Während andere Ansätze oft nur einen Bereich – etwa technische Machbarkeit – in den Vordergrund stellen, kombiniert Design Thinking Empathie, Kreativität und Rationalität. 

Was ist eine Innovation?

Eine Innovation ist mehr als nur eine neue Idee. Sie entsteht, wenn sich drei Faktoren überlagern: 

  1. Human Factors (Anziehungskraft): Entspricht die Lösung einem realen Bedürfnis? 
  1. Technical Factors (Umsetzbarkeit): Ist sie technisch machbar? 
  1. Business Factors (Wirtschaftlichkeit): Lässt sie sich wirtschaftlich tragen und skalieren? 

Erst in der Schnittmenge dieser drei Faktoren entsteht eine tragfähige Innovation. Dieser Zusammenhang wird in der folgenden Abbildung dargestellt: 

Das Bild macht deutlich: Design Thinking startet mit dem Menschen – den Human Factors. Erst danach folgen Machbarkeit und Wirtschaftlichkeit.

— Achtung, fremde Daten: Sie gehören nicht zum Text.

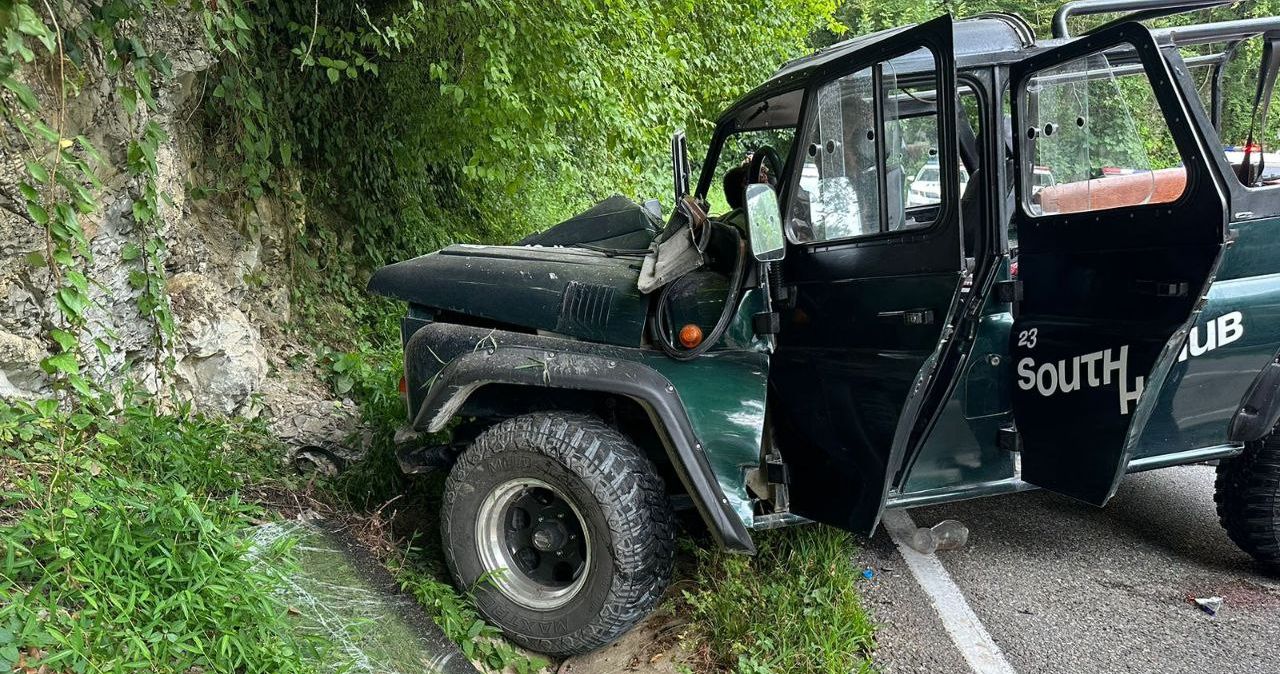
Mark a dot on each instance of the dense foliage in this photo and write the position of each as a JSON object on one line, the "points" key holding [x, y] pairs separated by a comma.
{"points": [[397, 127]]}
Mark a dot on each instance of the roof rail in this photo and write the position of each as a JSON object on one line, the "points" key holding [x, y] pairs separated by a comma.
{"points": [[1136, 9], [1224, 31]]}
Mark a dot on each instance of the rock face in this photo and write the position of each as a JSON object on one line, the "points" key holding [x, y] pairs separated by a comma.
{"points": [[224, 258], [220, 357]]}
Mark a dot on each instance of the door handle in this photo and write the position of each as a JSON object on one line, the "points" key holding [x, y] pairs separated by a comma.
{"points": [[909, 316]]}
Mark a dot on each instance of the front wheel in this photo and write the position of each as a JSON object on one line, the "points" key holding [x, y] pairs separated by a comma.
{"points": [[1248, 499], [562, 527]]}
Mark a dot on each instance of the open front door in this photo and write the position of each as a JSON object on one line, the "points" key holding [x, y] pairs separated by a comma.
{"points": [[1120, 223], [876, 267]]}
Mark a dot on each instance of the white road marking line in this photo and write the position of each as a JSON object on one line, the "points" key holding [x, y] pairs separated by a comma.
{"points": [[964, 627]]}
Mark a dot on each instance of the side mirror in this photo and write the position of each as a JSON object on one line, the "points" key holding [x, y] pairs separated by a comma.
{"points": [[764, 221]]}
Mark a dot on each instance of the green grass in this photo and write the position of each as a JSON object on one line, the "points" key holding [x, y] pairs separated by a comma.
{"points": [[792, 608], [123, 546]]}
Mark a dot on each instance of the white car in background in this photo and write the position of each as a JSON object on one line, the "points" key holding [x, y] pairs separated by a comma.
{"points": [[1270, 161], [926, 189]]}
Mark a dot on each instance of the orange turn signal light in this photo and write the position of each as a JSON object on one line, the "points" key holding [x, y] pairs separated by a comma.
{"points": [[690, 335]]}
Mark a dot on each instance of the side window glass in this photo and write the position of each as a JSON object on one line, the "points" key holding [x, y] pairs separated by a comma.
{"points": [[1095, 138], [873, 133]]}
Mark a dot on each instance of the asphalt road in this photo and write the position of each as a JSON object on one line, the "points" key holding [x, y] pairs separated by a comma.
{"points": [[1064, 587]]}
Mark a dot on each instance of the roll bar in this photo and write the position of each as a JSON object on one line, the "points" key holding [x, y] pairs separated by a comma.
{"points": [[1219, 32], [1134, 9]]}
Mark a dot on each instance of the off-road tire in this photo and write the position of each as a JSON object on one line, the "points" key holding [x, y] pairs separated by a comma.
{"points": [[622, 504], [1248, 499]]}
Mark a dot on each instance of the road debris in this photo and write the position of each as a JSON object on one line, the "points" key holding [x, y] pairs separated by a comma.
{"points": [[946, 535], [1208, 605]]}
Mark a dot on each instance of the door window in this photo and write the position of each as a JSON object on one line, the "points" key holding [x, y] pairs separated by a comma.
{"points": [[1095, 138], [871, 133]]}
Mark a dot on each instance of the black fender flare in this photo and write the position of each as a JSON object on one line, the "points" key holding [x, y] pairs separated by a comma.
{"points": [[543, 367], [1260, 408]]}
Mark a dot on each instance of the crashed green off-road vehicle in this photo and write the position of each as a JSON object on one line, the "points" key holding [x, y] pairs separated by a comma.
{"points": [[1084, 287]]}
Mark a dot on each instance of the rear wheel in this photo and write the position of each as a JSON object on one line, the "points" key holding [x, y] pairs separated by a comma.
{"points": [[1248, 499], [563, 528]]}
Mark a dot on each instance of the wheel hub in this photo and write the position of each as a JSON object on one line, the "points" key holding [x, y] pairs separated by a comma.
{"points": [[533, 542], [549, 537]]}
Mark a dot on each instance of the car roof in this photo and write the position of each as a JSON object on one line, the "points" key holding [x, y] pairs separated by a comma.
{"points": [[986, 39]]}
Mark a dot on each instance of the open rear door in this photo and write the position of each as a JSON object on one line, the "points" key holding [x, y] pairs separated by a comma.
{"points": [[1120, 223], [876, 266]]}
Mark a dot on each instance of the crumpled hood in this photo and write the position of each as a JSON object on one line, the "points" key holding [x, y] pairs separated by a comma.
{"points": [[567, 290]]}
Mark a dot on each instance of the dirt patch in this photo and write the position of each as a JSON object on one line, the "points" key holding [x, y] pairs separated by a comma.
{"points": [[652, 647]]}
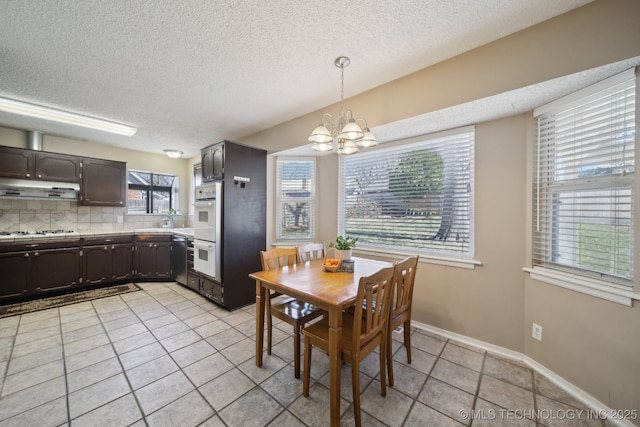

Dieser Startpunkt unterscheidet die Methode von anderen Ansätzen, die häufig von Technologie oder Marktlogik ausgehen. 

Beispiele aus der Praxis

  • Airbnb stellte fest, dass viele Gastgeber unzureichende Fotos ihrer Wohnungen hochluden. Mithilfe von Design Thinking wurde die Perspektive der Gäste in den Vordergrund gerückt: Bessere Bilder, einfacher hochzuladen, steigerten Vertrauen und Buchungszahlen. 
  • SAP nutzte die Methode, um komplexe Softwareoberflächen für Anwender verständlicher und intuitiver zu gestalten. 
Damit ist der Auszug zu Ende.